The Mets are lovable in losing, and occasionally boisterous and unstoppable. They are Tom Seaver and Cleon Jones and Tug McGraw and Lee Mazzilli and Strawberry and Doc Gooden and many other wildly talented players. Wilpon believed he could superimpose his own perceptions on the franchise rather than allow the fans to drive the team’s culture and heritage. The Dodger inspired edifices and rotundas of Citi Field may seem like passing slights to the team’s true character, but they point to an owner who is hopelessly out of touch. It is difficult to envision how these owners, given their history, could possibly prevail upon whatever faculties are available to them to bring about a Met renaissance. Much like Gatsby, no amount of lavish parties or helicopter rides during spring training will convince anyone that they are legitimate to their ambitions.

Like Pandora, Wilpon has let loose all manner of calamities (Bonilla, Alomar, Glavine, Bay — jeez you’d think with a mortician for a father he’d have found easier ways of getting rid of these stiffs) on our Mets, while making every attempt to shut the door on our last remaining hope; a forced sale. But we should not begrudge Fred Wilpon’s unwavering determination to hold onto our team. He is resolute, Like a dog in a manger, unable himself to apportion sufficient resources to effect success while standing in the way of letting another buyer do so. For Fred the Mets are all he has separating him from all the other filthy rich West Eggers, City Field is the one deed he can hold up to the snooty Doubledays of this world to show that he has something they don’t.

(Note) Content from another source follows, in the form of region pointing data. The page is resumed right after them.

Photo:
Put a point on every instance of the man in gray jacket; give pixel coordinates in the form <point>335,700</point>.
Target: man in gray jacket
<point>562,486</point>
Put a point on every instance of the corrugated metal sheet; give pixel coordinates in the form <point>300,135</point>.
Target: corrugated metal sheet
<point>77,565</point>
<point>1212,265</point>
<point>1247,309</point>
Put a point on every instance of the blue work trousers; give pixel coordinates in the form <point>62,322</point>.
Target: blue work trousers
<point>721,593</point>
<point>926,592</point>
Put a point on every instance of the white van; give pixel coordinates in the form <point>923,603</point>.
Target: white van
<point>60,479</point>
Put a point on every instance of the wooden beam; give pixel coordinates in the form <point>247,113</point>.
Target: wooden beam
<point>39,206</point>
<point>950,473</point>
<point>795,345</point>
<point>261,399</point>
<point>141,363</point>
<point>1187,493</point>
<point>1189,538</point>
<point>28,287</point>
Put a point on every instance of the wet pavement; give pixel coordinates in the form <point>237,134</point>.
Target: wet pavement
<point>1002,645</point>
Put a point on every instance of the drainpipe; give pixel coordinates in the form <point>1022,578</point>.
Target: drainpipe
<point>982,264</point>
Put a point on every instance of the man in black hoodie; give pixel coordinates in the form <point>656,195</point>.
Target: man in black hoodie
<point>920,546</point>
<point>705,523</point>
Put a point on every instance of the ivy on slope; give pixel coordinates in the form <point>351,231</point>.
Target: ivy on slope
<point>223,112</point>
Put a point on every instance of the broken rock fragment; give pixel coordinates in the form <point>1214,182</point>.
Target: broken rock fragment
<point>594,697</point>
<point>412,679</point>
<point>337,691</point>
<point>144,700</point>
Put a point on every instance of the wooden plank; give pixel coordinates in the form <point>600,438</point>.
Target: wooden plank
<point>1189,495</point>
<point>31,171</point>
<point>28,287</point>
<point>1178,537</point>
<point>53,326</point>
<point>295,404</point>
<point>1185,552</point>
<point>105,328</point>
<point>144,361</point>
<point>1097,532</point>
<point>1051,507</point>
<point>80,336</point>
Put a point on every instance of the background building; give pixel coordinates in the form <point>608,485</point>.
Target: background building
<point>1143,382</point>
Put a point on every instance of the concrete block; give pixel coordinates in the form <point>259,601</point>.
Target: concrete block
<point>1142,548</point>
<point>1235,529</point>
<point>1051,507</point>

No, Fred’s not giving up this team, not any time soon. We’re pretty much stuck with these guys unless the team continues to crap itself for several more seasons or things take another dramatic turn for the worse. Our only real hope is that this Sandy Alderson character, on whose forehead you could diagram the human genome with a sharpie, is all he’s cracked up to be, and it’s a fool’s hope at that.